Spécial digital
Stéphane Guerry, directeur général de l'agence Duke Razorfish, lance un manifeste sur Internet intitulé «The power of dislike», qui vise à permettre au consommateur d'exprimer son désaccord et de construire un mode de relation plus riche, visant à accroître la valeur de la marque.

Vous lancez un manifeste sur Internet pour favoriser l'accès sans like aux contenus des marques et vous réclamez la création d'un bouton «Dislike» sur Facebook et «-1» sur Google +. Pourquoi ?

Stéphane Guerry. Ces deux géants ont fortement contribué à créer du lien entre les marques et les individus. Pourtant, à coût de «like» et de «+1», ils enferment les relations dans un monde faux et superficiel où l' «amour» et l'engagement perdent autant leur sens que leur valeur, au détriment, à terme, de la valeur même des marques et de la qualité des relations. A ce titre, la création de boutons «Dislike» et «-1» permettant au consommateur d'exprimer son désaccord serait le symbole d'un nouveau mode de relation plus riche et plus constructif, valorisant la diversité des opinions et la neutralité d'Internet.

 

Ne craigniez-vous pas de vous mettre à dos Facebook?

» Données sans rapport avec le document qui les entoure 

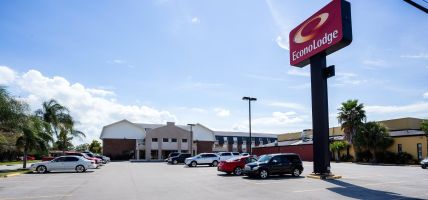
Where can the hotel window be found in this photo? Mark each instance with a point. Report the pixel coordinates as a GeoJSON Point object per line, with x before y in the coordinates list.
{"type": "Point", "coordinates": [419, 147]}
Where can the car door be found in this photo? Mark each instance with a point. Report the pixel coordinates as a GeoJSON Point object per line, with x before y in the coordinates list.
{"type": "Point", "coordinates": [275, 165]}
{"type": "Point", "coordinates": [70, 163]}
{"type": "Point", "coordinates": [56, 164]}
{"type": "Point", "coordinates": [286, 164]}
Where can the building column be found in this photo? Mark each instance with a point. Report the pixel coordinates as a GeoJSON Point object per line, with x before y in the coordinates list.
{"type": "Point", "coordinates": [148, 148]}
{"type": "Point", "coordinates": [160, 148]}
{"type": "Point", "coordinates": [179, 145]}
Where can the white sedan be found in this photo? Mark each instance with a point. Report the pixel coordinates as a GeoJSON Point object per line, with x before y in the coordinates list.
{"type": "Point", "coordinates": [63, 163]}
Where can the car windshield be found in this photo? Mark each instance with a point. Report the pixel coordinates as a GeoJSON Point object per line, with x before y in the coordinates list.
{"type": "Point", "coordinates": [264, 158]}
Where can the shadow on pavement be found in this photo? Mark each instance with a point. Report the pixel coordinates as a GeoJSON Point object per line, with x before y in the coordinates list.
{"type": "Point", "coordinates": [359, 192]}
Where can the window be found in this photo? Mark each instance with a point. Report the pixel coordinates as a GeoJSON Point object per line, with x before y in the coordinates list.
{"type": "Point", "coordinates": [419, 147]}
{"type": "Point", "coordinates": [71, 159]}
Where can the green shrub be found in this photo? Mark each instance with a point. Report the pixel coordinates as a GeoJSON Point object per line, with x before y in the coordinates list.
{"type": "Point", "coordinates": [346, 158]}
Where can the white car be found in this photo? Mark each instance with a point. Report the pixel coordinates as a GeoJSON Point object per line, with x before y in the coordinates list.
{"type": "Point", "coordinates": [228, 155]}
{"type": "Point", "coordinates": [63, 163]}
{"type": "Point", "coordinates": [210, 159]}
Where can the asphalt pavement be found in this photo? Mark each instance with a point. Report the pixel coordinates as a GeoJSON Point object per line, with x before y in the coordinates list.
{"type": "Point", "coordinates": [152, 181]}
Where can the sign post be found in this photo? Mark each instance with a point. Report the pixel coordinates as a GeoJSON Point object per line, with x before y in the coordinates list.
{"type": "Point", "coordinates": [325, 32]}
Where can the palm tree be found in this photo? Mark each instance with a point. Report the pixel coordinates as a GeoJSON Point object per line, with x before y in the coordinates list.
{"type": "Point", "coordinates": [351, 116]}
{"type": "Point", "coordinates": [375, 137]}
{"type": "Point", "coordinates": [67, 132]}
{"type": "Point", "coordinates": [52, 112]}
{"type": "Point", "coordinates": [33, 137]}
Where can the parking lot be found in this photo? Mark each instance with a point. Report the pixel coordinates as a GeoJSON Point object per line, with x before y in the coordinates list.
{"type": "Point", "coordinates": [125, 180]}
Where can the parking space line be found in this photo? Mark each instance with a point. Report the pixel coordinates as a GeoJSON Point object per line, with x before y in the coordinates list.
{"type": "Point", "coordinates": [36, 197]}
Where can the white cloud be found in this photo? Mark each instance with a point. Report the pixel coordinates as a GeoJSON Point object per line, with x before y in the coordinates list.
{"type": "Point", "coordinates": [262, 77]}
{"type": "Point", "coordinates": [301, 86]}
{"type": "Point", "coordinates": [347, 79]}
{"type": "Point", "coordinates": [92, 108]}
{"type": "Point", "coordinates": [375, 63]}
{"type": "Point", "coordinates": [416, 56]}
{"type": "Point", "coordinates": [6, 75]}
{"type": "Point", "coordinates": [195, 20]}
{"type": "Point", "coordinates": [298, 72]}
{"type": "Point", "coordinates": [404, 109]}
{"type": "Point", "coordinates": [289, 105]}
{"type": "Point", "coordinates": [221, 112]}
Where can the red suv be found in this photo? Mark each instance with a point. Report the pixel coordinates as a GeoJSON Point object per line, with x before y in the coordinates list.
{"type": "Point", "coordinates": [235, 165]}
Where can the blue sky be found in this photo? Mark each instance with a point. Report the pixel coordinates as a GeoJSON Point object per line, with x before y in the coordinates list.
{"type": "Point", "coordinates": [192, 61]}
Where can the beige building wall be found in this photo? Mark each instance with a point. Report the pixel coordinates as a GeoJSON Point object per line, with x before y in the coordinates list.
{"type": "Point", "coordinates": [169, 131]}
{"type": "Point", "coordinates": [409, 145]}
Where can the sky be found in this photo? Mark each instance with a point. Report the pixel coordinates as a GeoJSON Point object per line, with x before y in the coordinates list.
{"type": "Point", "coordinates": [192, 61]}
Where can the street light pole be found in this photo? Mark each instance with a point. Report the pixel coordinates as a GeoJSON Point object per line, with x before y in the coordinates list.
{"type": "Point", "coordinates": [249, 99]}
{"type": "Point", "coordinates": [191, 137]}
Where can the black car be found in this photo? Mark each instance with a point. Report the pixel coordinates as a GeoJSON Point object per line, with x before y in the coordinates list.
{"type": "Point", "coordinates": [275, 164]}
{"type": "Point", "coordinates": [179, 158]}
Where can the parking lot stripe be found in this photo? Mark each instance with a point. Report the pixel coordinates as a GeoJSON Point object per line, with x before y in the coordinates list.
{"type": "Point", "coordinates": [36, 197]}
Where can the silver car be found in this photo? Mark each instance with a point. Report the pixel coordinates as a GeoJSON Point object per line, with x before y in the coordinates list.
{"type": "Point", "coordinates": [64, 163]}
{"type": "Point", "coordinates": [210, 159]}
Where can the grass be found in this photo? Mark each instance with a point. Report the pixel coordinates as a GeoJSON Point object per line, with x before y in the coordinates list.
{"type": "Point", "coordinates": [18, 162]}
{"type": "Point", "coordinates": [17, 171]}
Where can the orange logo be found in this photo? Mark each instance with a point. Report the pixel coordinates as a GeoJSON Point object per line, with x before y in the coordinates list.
{"type": "Point", "coordinates": [299, 38]}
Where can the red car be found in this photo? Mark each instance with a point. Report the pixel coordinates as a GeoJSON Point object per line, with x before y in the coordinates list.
{"type": "Point", "coordinates": [235, 165]}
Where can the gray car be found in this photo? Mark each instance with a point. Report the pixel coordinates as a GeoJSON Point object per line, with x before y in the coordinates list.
{"type": "Point", "coordinates": [210, 159]}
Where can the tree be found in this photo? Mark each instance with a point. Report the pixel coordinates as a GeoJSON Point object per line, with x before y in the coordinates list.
{"type": "Point", "coordinates": [336, 147]}
{"type": "Point", "coordinates": [351, 116]}
{"type": "Point", "coordinates": [67, 133]}
{"type": "Point", "coordinates": [95, 146]}
{"type": "Point", "coordinates": [33, 137]}
{"type": "Point", "coordinates": [53, 114]}
{"type": "Point", "coordinates": [374, 137]}
{"type": "Point", "coordinates": [12, 113]}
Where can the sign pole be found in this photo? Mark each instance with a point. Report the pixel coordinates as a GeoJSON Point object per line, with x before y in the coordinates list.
{"type": "Point", "coordinates": [320, 113]}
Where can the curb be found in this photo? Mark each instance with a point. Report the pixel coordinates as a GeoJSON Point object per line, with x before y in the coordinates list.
{"type": "Point", "coordinates": [324, 177]}
{"type": "Point", "coordinates": [13, 174]}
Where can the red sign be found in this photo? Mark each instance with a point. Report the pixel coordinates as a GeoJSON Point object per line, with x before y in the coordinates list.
{"type": "Point", "coordinates": [327, 30]}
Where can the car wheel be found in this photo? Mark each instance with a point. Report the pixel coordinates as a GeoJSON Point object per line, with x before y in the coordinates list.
{"type": "Point", "coordinates": [80, 168]}
{"type": "Point", "coordinates": [263, 174]}
{"type": "Point", "coordinates": [296, 172]}
{"type": "Point", "coordinates": [237, 171]}
{"type": "Point", "coordinates": [41, 169]}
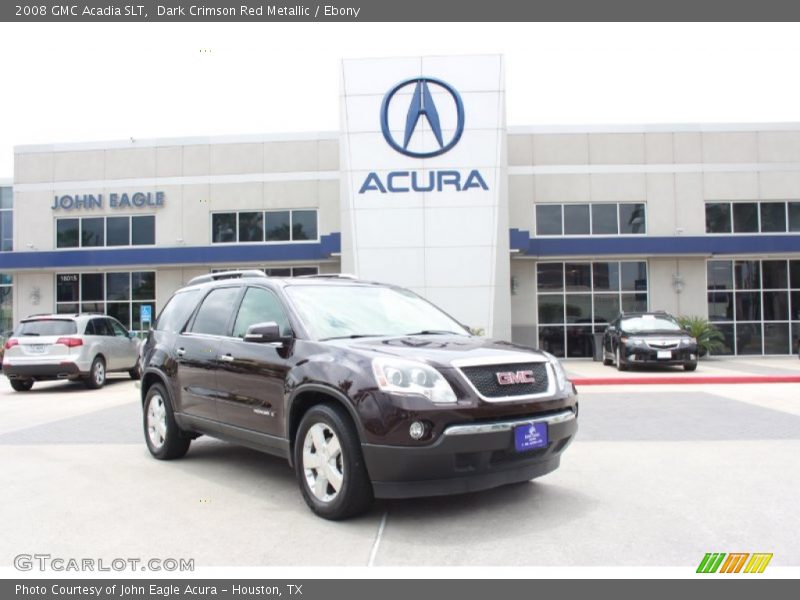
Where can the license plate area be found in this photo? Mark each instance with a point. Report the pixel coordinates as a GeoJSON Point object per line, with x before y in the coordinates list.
{"type": "Point", "coordinates": [530, 436]}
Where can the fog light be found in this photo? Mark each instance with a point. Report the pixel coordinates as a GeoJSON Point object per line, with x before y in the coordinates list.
{"type": "Point", "coordinates": [417, 430]}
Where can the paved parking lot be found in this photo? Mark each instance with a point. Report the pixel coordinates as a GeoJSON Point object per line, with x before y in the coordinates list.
{"type": "Point", "coordinates": [658, 476]}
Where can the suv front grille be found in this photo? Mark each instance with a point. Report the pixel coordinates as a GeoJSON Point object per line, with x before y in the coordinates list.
{"type": "Point", "coordinates": [486, 379]}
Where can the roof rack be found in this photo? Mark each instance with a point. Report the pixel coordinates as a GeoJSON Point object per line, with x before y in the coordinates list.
{"type": "Point", "coordinates": [226, 275]}
{"type": "Point", "coordinates": [328, 276]}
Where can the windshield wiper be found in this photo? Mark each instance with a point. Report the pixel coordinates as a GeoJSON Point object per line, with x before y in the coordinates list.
{"type": "Point", "coordinates": [434, 332]}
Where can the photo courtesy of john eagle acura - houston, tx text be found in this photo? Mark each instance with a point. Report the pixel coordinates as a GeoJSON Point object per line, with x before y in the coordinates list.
{"type": "Point", "coordinates": [229, 255]}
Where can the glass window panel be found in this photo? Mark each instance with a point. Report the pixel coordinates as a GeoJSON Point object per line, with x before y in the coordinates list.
{"type": "Point", "coordinates": [92, 232]}
{"type": "Point", "coordinates": [551, 308]}
{"type": "Point", "coordinates": [92, 287]}
{"type": "Point", "coordinates": [118, 231]}
{"type": "Point", "coordinates": [633, 276]}
{"type": "Point", "coordinates": [67, 233]}
{"type": "Point", "coordinates": [143, 230]}
{"type": "Point", "coordinates": [776, 306]}
{"type": "Point", "coordinates": [551, 339]}
{"type": "Point", "coordinates": [748, 306]}
{"type": "Point", "coordinates": [718, 217]}
{"type": "Point", "coordinates": [251, 227]}
{"type": "Point", "coordinates": [776, 338]}
{"type": "Point", "coordinates": [118, 286]}
{"type": "Point", "coordinates": [773, 217]}
{"type": "Point", "coordinates": [774, 274]}
{"type": "Point", "coordinates": [720, 306]}
{"type": "Point", "coordinates": [304, 225]}
{"type": "Point", "coordinates": [720, 275]}
{"type": "Point", "coordinates": [576, 219]}
{"type": "Point", "coordinates": [748, 274]}
{"type": "Point", "coordinates": [121, 311]}
{"type": "Point", "coordinates": [606, 307]}
{"type": "Point", "coordinates": [727, 344]}
{"type": "Point", "coordinates": [550, 276]}
{"type": "Point", "coordinates": [606, 276]}
{"type": "Point", "coordinates": [748, 338]}
{"type": "Point", "coordinates": [634, 303]}
{"type": "Point", "coordinates": [143, 284]}
{"type": "Point", "coordinates": [548, 219]}
{"type": "Point", "coordinates": [794, 273]}
{"type": "Point", "coordinates": [579, 308]}
{"type": "Point", "coordinates": [578, 277]}
{"type": "Point", "coordinates": [277, 226]}
{"type": "Point", "coordinates": [745, 217]}
{"type": "Point", "coordinates": [212, 316]}
{"type": "Point", "coordinates": [794, 216]}
{"type": "Point", "coordinates": [579, 342]}
{"type": "Point", "coordinates": [223, 228]}
{"type": "Point", "coordinates": [604, 219]}
{"type": "Point", "coordinates": [67, 288]}
{"type": "Point", "coordinates": [632, 219]}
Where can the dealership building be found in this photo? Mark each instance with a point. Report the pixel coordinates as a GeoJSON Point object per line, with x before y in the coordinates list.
{"type": "Point", "coordinates": [537, 234]}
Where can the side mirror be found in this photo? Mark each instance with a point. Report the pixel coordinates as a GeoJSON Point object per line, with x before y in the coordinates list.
{"type": "Point", "coordinates": [264, 333]}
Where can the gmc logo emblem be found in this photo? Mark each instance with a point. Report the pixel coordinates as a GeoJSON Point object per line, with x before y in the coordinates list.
{"type": "Point", "coordinates": [510, 377]}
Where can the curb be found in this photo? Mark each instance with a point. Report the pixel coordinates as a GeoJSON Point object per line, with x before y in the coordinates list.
{"type": "Point", "coordinates": [688, 379]}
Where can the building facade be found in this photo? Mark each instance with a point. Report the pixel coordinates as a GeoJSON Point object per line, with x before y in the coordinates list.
{"type": "Point", "coordinates": [538, 234]}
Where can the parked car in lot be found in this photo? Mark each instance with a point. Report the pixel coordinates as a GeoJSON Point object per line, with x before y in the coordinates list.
{"type": "Point", "coordinates": [654, 338]}
{"type": "Point", "coordinates": [366, 389]}
{"type": "Point", "coordinates": [79, 346]}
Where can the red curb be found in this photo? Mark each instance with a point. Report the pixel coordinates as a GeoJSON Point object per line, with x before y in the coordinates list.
{"type": "Point", "coordinates": [686, 379]}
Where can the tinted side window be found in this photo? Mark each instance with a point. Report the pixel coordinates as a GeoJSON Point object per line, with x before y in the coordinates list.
{"type": "Point", "coordinates": [212, 316]}
{"type": "Point", "coordinates": [177, 311]}
{"type": "Point", "coordinates": [260, 306]}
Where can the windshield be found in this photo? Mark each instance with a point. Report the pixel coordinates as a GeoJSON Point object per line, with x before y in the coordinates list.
{"type": "Point", "coordinates": [648, 323]}
{"type": "Point", "coordinates": [47, 327]}
{"type": "Point", "coordinates": [336, 311]}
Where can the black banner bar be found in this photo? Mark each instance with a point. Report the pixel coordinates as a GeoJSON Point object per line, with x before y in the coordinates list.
{"type": "Point", "coordinates": [399, 11]}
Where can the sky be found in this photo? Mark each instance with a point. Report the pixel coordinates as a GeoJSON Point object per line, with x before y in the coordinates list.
{"type": "Point", "coordinates": [96, 81]}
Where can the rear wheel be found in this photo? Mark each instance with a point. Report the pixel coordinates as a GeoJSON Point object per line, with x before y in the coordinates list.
{"type": "Point", "coordinates": [329, 464]}
{"type": "Point", "coordinates": [97, 374]}
{"type": "Point", "coordinates": [164, 438]}
{"type": "Point", "coordinates": [21, 385]}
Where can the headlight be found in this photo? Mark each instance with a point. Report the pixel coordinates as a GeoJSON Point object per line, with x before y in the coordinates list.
{"type": "Point", "coordinates": [561, 375]}
{"type": "Point", "coordinates": [399, 376]}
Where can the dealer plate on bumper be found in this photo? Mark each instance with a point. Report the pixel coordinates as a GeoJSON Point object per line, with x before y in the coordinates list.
{"type": "Point", "coordinates": [530, 436]}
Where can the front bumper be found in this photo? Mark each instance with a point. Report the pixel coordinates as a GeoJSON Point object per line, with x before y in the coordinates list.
{"type": "Point", "coordinates": [42, 371]}
{"type": "Point", "coordinates": [467, 458]}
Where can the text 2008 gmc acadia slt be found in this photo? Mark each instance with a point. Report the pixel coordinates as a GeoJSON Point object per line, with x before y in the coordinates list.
{"type": "Point", "coordinates": [367, 389]}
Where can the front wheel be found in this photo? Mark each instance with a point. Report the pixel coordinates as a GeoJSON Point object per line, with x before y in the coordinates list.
{"type": "Point", "coordinates": [164, 438]}
{"type": "Point", "coordinates": [21, 385]}
{"type": "Point", "coordinates": [329, 464]}
{"type": "Point", "coordinates": [97, 374]}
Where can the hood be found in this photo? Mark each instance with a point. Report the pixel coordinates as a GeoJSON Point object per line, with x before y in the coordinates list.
{"type": "Point", "coordinates": [441, 350]}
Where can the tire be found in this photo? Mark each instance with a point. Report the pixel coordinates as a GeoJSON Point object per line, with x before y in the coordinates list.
{"type": "Point", "coordinates": [621, 366]}
{"type": "Point", "coordinates": [321, 427]}
{"type": "Point", "coordinates": [163, 437]}
{"type": "Point", "coordinates": [97, 374]}
{"type": "Point", "coordinates": [21, 385]}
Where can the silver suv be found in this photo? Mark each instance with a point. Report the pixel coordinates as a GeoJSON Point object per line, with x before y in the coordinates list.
{"type": "Point", "coordinates": [81, 346]}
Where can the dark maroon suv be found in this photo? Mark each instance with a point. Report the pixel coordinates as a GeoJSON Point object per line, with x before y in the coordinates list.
{"type": "Point", "coordinates": [366, 389]}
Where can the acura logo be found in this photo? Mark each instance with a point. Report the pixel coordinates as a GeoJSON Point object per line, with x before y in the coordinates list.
{"type": "Point", "coordinates": [423, 109]}
{"type": "Point", "coordinates": [512, 377]}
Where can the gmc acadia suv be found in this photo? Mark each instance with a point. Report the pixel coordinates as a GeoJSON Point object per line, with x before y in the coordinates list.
{"type": "Point", "coordinates": [366, 389]}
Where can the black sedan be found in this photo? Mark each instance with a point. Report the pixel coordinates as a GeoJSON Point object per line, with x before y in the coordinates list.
{"type": "Point", "coordinates": [648, 339]}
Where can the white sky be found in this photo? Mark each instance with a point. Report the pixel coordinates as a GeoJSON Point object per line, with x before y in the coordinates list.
{"type": "Point", "coordinates": [82, 82]}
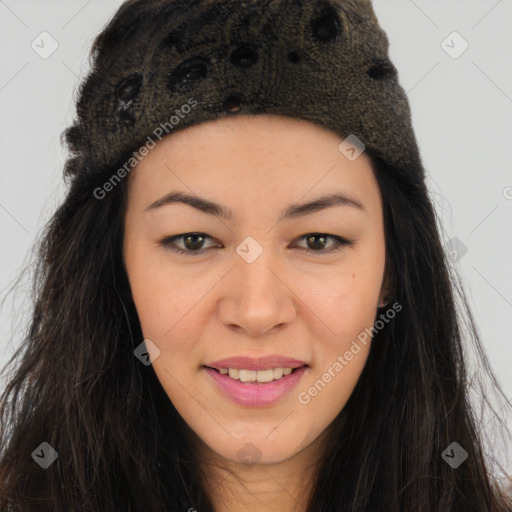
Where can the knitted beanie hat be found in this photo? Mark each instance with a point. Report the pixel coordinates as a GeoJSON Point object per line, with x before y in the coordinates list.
{"type": "Point", "coordinates": [170, 64]}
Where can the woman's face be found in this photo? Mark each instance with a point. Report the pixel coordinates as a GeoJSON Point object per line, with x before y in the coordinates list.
{"type": "Point", "coordinates": [247, 288]}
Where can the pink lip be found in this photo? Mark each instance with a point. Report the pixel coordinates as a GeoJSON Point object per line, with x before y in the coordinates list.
{"type": "Point", "coordinates": [255, 394]}
{"type": "Point", "coordinates": [261, 363]}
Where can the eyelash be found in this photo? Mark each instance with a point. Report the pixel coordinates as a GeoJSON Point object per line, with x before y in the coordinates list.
{"type": "Point", "coordinates": [168, 243]}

S.G. C'est vrai que cela ne correspond pas à sa philosophie. Mais Facebook a tout intérêt à ce que les utilisateurs, agences, acteurs et marques contribuent à l'évolution de la plate-forme.

 

En revendiquant le dislike, vous ne remettez pas en cause cette idée saugrenue que l'amour serait constitutif du lien avec les marques. N'est-ce pas cela le fond du problème?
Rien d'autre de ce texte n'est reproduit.